But while I was going through the first few years of the separation, I got help. A great deal of help. And I wrote every day in a journal and I spoke about my feelings. I got them out, I didn’t let them fester. Is there a better word than fester? Aggravate, worsen, make bitter.
My advice: Cry. Often, if you need to. Get a plastic baseball bat and hit a pillow, hard. Take kickboxing or run. Dance. Do yoga. Meditate, even just for five minutes a day. Move the feelings through your body. It’s healthy. It’s good self-care.
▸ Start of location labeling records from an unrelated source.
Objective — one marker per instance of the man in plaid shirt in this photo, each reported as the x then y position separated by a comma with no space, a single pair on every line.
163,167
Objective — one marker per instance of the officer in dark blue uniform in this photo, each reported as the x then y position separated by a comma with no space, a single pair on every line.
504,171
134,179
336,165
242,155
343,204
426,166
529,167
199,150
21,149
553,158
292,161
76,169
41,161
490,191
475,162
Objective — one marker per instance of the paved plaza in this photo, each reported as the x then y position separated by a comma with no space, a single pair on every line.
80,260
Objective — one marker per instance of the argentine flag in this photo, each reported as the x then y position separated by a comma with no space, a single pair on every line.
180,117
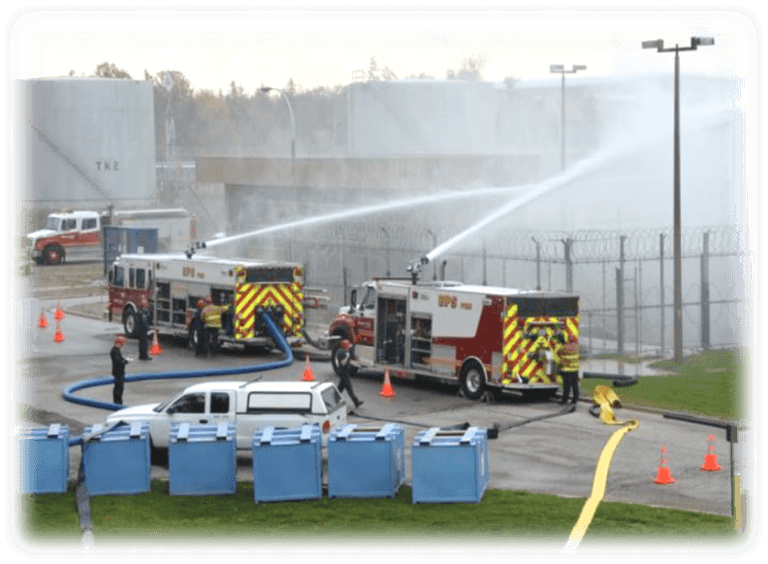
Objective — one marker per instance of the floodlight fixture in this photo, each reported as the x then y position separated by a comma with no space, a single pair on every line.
696,41
656,44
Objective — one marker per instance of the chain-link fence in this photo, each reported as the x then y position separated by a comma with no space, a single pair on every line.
624,279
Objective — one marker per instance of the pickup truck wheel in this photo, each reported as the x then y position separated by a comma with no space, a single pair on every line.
472,380
130,321
53,254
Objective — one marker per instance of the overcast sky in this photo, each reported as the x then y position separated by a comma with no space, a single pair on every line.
324,48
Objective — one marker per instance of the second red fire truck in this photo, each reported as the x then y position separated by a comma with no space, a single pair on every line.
173,284
483,338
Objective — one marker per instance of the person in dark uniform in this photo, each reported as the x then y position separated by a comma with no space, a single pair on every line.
568,359
143,329
118,369
345,362
196,332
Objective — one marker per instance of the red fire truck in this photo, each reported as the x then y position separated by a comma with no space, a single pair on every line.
484,338
173,283
79,234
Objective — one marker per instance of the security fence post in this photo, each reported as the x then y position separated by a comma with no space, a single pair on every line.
661,297
620,310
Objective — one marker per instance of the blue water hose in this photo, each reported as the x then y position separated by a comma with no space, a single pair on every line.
68,393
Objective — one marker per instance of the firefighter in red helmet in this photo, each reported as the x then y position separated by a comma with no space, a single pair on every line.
346,353
196,329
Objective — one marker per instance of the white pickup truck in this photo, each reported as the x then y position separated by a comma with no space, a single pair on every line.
250,405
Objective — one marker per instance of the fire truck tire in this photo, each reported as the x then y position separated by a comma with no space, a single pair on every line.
336,355
130,322
472,379
53,254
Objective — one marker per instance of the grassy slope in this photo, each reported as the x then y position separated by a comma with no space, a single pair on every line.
711,384
706,384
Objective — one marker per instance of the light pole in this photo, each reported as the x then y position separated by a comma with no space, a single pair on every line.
658,44
560,69
290,111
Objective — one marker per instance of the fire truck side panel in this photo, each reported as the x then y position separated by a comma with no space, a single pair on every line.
533,329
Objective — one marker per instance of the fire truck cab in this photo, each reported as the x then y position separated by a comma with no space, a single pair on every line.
173,284
483,338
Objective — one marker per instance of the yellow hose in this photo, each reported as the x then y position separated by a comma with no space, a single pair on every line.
598,487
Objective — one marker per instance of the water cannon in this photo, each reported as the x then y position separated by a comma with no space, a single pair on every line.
415,268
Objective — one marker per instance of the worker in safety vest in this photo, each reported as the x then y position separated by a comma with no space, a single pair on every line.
196,331
212,322
346,353
568,361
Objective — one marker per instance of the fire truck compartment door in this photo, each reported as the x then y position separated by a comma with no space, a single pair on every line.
443,359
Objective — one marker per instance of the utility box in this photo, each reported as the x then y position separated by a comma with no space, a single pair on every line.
450,466
202,459
43,459
287,464
116,459
366,461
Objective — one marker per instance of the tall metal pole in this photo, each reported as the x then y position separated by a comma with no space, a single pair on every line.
678,259
561,70
661,293
658,44
562,127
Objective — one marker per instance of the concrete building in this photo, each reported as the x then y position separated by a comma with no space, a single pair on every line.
83,143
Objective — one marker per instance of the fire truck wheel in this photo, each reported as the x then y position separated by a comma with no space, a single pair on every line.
472,379
53,254
130,322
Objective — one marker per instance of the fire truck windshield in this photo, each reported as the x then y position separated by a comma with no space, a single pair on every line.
272,275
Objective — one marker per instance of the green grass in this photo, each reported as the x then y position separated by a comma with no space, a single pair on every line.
715,384
504,520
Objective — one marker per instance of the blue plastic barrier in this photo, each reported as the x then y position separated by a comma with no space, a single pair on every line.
450,466
202,459
43,459
366,461
287,464
116,460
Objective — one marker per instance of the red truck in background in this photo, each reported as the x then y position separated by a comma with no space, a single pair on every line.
79,234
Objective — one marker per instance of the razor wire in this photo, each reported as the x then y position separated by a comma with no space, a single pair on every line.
586,245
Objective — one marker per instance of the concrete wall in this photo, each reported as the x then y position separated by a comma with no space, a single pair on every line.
421,117
83,143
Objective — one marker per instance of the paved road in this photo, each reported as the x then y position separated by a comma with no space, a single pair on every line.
556,455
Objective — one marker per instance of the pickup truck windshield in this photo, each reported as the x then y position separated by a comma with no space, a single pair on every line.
332,398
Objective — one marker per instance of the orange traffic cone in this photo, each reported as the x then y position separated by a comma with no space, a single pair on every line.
710,459
58,336
386,389
664,476
155,348
59,315
309,375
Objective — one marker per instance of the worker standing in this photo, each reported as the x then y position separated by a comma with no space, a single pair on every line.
345,362
118,369
196,332
212,322
568,357
143,328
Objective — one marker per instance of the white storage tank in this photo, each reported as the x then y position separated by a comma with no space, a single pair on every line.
84,142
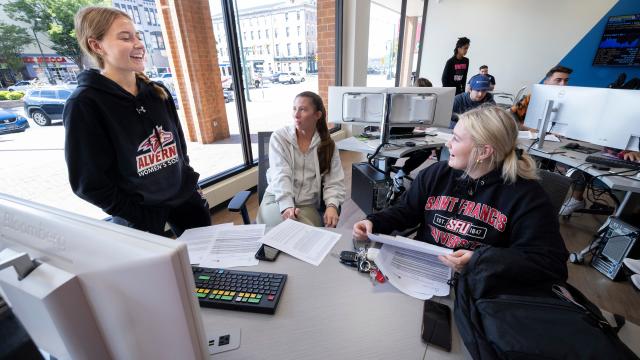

Have faith. Whatever spiritual path you are on, even if it’s just the smallest fragment of some kind of belief, hold onto it. For me, Pema Chodron’s book When Things Fall Apart was extremely helpful.
Create a soundtrack for your life. Mine included: Kelly Clarkson’s “Stronger,” Patty Smith’s “Goodbye to You,” and Cee Lo Green’s “F**k You.” And, of course, the universal divorce anthem, Gloria Gaynor’s: “I Will Survive.”
Life gets better. It really does.
I haven’t met another man to love, but I am enjoying my freedom. I live in gratitude for the beautiful, imperfect life I have now. It’s so much better than the old life I had — when my ex and I were just going through the motions and neither of us wanted to be there.
Two years after our divorce was final, I wish him well and I think he wishes the same for me. We share a daughter — we’ll always be connected through her. I still feel sadness sometimes, but my life has expanded in so many ways — and I’m grateful for the lessons I learned in that difficult time. I learned I’m strong. I learned I’m not alone and that I have a great support system. I learned about empathy and compassion.
And I learned that through difficulty, new opportunities really do help you rise.